Auguste nous avait laissées et attendait dehors, Etiennette d’un coup se lâcha et me raconta ses avanies. Il n’y avait pas que les violences visibles, d’autres plus intimes marquaient les femmes encore plus insidieusement. Mon père ce salopard exigeait chaque soir son dû, ivre mort il lui fallait qu’elle lui ouvre les portes de son intimité, mais même si elle se laissait faire il employait quand même la violence. Il lui fallait la faire souffrir ou bien l’humilier. Elle essayait par tous les moyens de le satisfaire afin qu’il la laisse tranquille, mais jamais il n’était content. Si elle se couchait sur le dos soumise il exigeait qu’elle se retourne, si elle semblait ne pas réagir à ses assauts il la giflait, si elle était gênée par ses menstrues, il empruntait une autre voie que la décence m’empêche de nommer. Il exigeait de son corps ce que les beaux messieurs des villes exigent des putains tarifées.

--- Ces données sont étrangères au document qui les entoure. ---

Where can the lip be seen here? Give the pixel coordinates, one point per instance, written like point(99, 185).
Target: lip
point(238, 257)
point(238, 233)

Etiennette me raconta tout, le lendemain tout le canton des Achard fut au courant des méfaits de François , cette fois il était allé trop loin. Auguste voulait aller lui foutre une trempe et mon frère Auguste âgé de seize ans et le plus vieux des fils d’Etiennette l’aurait bien tué. Nous étions au bord du drame. Le maire et le curé intervinrent avant que la maréchaussée n’intervienne, tout le monde rejeta mon père et plus personne ne l’embaucha.

Il fit repentance mais enfin il avait le vieux code Napoléon pour lui et il fallut qu’en chef de famille il récupère son bien, sa poupée sanglante, sa servante, sa femme , sa catin, la mère de ses enfants.

A t’ il eu peur ou prit il conscience du mal qu’il faisait à la femme qu’il aimait malgré tout, il changea un peu ou plus malin berna son monde en restreignant ses violences et en les faisant rentrer dans des limites plus raisonnables ou du moins, moins visibles.

Moi je plaignais cette pauvre femme et en venait à penser qu’une mort prompte pourrait seule la débarrasser de cette ignoble individu qu’était mon père.